In Brief
The Wayside in Concord, Massachusetts is the one house three literary families called home. Nathaniel Hawthorne bought it with a ghost story attached — a former owner who swore he'd never die — and spent his last years failing to write the man down before his own death in 1864.
The Full Story
The Wayside, on Lexington Road in Concord, Massachusetts, is the one house where three American writers lived in turn. Its ghost isn't a face at a window. It's a story Nathaniel Hawthorne inherited with the deed, and never managed to put down.
When Hawthorne bought the place in 1852, Henry David Thoreau told him a piece of its history. A man had lived there a generation or two back who believed he would never die, and his spirit was rumored to haunt it. Hawthorne wrote it in a letter that year, plainly: "I know nothing of the history of the house, except Thoreau's telling me that it was inhabited a generation or two ago by a man who believed he should never die." Nobody could name the man. Nobody could date him. The legend survived only because Thoreau passed it on and Hawthorne wrote it down.
He couldn't let it go. His son Julian later wrote that the deathless man was one of the themes his father returned to again and again in those years. In 1860, back from Europe, Hawthorne built a three-story tower onto the rear of the house and worked at the top of it, in a room he called his sky parlor. There he tried to turn the deathless man into a novel, "Septimius Felton; or, The Elixir of Life," a romance of immortality he set at The Wayside itself. He died on May 19, 1864, with it unfinished, the manuscript left in the tower study where he'd been writing it.
So the man who built a story around someone who refused to die left it half-written, in the room he built to write it, in the house where the legend started. And it was never even his story. He'd heard it secondhand, from a neighbor, about a stranger no one could name, and spent his last years trying to give it an ending he didn't reach.

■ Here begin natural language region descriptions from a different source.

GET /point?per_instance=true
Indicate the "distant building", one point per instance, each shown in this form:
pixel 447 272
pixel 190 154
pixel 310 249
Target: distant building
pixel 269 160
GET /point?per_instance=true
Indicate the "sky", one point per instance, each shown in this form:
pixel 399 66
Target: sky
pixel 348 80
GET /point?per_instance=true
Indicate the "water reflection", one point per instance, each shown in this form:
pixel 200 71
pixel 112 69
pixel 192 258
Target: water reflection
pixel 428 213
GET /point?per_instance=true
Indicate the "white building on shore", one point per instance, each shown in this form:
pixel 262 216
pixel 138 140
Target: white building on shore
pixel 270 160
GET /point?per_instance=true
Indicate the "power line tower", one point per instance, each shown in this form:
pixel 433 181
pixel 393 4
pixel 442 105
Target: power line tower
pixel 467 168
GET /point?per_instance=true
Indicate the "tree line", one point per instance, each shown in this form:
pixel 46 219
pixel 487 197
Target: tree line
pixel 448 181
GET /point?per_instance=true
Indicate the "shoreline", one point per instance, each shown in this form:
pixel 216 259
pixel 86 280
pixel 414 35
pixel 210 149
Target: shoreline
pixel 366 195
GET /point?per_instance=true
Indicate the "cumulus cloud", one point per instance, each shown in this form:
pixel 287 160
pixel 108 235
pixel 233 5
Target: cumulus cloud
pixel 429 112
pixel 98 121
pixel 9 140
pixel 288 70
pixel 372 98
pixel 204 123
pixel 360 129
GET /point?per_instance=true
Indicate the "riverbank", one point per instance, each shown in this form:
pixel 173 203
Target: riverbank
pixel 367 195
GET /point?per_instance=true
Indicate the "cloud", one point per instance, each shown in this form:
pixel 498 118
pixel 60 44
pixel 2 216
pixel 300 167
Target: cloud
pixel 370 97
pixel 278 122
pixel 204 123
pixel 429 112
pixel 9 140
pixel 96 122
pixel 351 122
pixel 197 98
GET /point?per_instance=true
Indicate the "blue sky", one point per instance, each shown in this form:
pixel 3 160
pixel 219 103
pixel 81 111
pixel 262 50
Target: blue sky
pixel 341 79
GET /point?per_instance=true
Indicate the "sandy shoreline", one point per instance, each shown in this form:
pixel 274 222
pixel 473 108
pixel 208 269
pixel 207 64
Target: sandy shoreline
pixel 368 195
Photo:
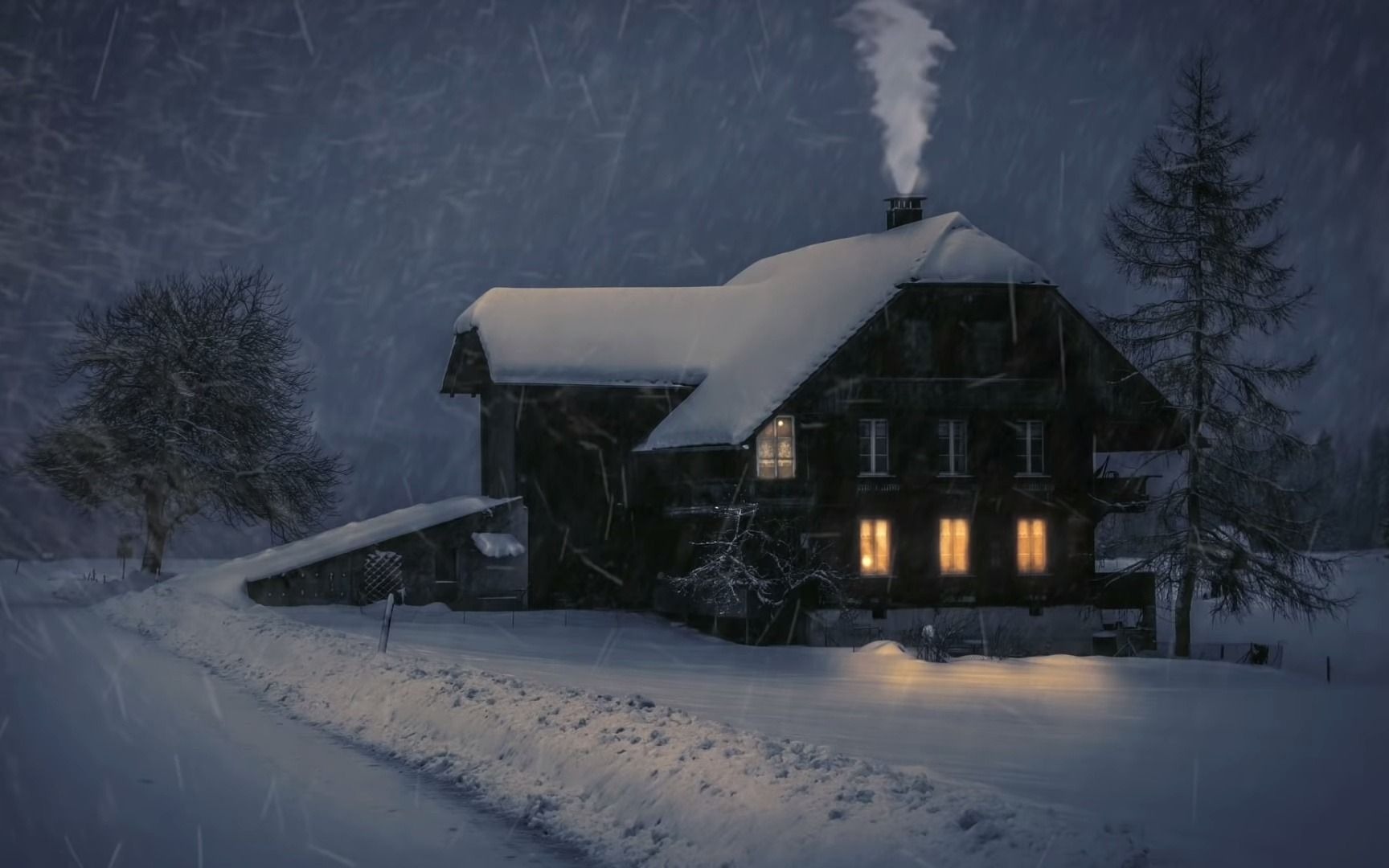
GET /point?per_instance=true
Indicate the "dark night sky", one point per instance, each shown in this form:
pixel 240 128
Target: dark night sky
pixel 389 162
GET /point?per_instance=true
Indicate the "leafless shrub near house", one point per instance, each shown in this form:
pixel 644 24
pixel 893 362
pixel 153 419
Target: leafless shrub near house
pixel 938 639
pixel 761 567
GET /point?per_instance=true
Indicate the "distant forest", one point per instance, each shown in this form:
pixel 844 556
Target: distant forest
pixel 1346 499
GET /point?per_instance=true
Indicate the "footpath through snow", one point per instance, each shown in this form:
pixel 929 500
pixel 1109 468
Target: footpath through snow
pixel 629 781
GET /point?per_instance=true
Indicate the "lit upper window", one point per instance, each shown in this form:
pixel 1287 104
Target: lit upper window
pixel 873 448
pixel 776 449
pixel 1031 546
pixel 955 546
pixel 1031 449
pixel 952 444
pixel 874 546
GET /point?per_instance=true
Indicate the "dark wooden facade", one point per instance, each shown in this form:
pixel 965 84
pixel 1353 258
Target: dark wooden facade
pixel 606 522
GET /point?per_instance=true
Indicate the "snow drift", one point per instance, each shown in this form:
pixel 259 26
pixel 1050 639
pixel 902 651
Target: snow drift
pixel 629 781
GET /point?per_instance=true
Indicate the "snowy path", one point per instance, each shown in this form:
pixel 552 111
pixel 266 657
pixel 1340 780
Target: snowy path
pixel 116 753
pixel 1219 764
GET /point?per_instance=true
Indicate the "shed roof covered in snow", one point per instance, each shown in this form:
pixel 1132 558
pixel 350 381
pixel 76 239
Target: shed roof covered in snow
pixel 227 579
pixel 744 346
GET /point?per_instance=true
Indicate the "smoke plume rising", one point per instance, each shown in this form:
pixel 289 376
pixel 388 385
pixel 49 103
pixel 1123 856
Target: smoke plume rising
pixel 900 47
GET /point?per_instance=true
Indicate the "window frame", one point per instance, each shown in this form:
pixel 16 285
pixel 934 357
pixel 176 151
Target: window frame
pixel 1026 457
pixel 770 434
pixel 868 530
pixel 961 467
pixel 1032 522
pixel 874 457
pixel 953 522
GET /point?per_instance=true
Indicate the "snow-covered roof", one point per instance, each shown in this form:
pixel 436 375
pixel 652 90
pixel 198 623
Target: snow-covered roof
pixel 330 543
pixel 745 345
pixel 498 545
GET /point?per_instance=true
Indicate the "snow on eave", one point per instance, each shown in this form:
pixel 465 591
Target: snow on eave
pixel 498 545
pixel 746 345
pixel 227 581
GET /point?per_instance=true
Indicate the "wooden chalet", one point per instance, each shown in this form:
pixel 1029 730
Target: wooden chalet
pixel 924 400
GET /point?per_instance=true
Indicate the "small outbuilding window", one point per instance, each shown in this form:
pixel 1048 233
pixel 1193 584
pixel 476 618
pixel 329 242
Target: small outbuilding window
pixel 776 449
pixel 955 546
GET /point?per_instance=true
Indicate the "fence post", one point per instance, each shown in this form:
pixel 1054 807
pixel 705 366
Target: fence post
pixel 385 621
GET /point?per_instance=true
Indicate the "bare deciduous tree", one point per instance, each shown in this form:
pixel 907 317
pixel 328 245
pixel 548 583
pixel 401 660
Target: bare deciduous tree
pixel 768 564
pixel 192 404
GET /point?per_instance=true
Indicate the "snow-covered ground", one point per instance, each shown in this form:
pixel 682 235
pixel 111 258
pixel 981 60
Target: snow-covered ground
pixel 1217 763
pixel 1203 763
pixel 114 753
pixel 628 780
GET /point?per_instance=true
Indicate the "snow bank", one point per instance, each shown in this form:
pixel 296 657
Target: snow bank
pixel 745 345
pixel 633 782
pixel 227 581
pixel 885 648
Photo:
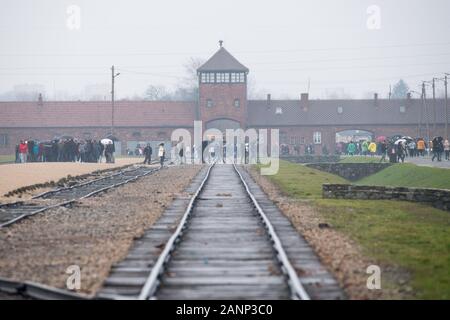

A second story grew up around that tower. People said Hawthorne sat on a trap-door, the only way up, and weighted it with his chair so nobody could reach him. His own editor knocked it flat in print: "It is wholly unfounded. There never was any trap-door." A reclusive writer in a tower invites a legend; this one just isn't true.
The house wore three names before it was done. The Alcotts called it Hillside, and a teenage Louisa May Alcott wrote her first book under its roof. Hawthorne renamed it The Wayside. Margaret Sidney of the Five Little Peppers books kept it for decades after. It's a National Historic Landmark now, open for tours, and the figure people go looking for never appears. What stayed is the story its most famous resident chased to the end and never caught.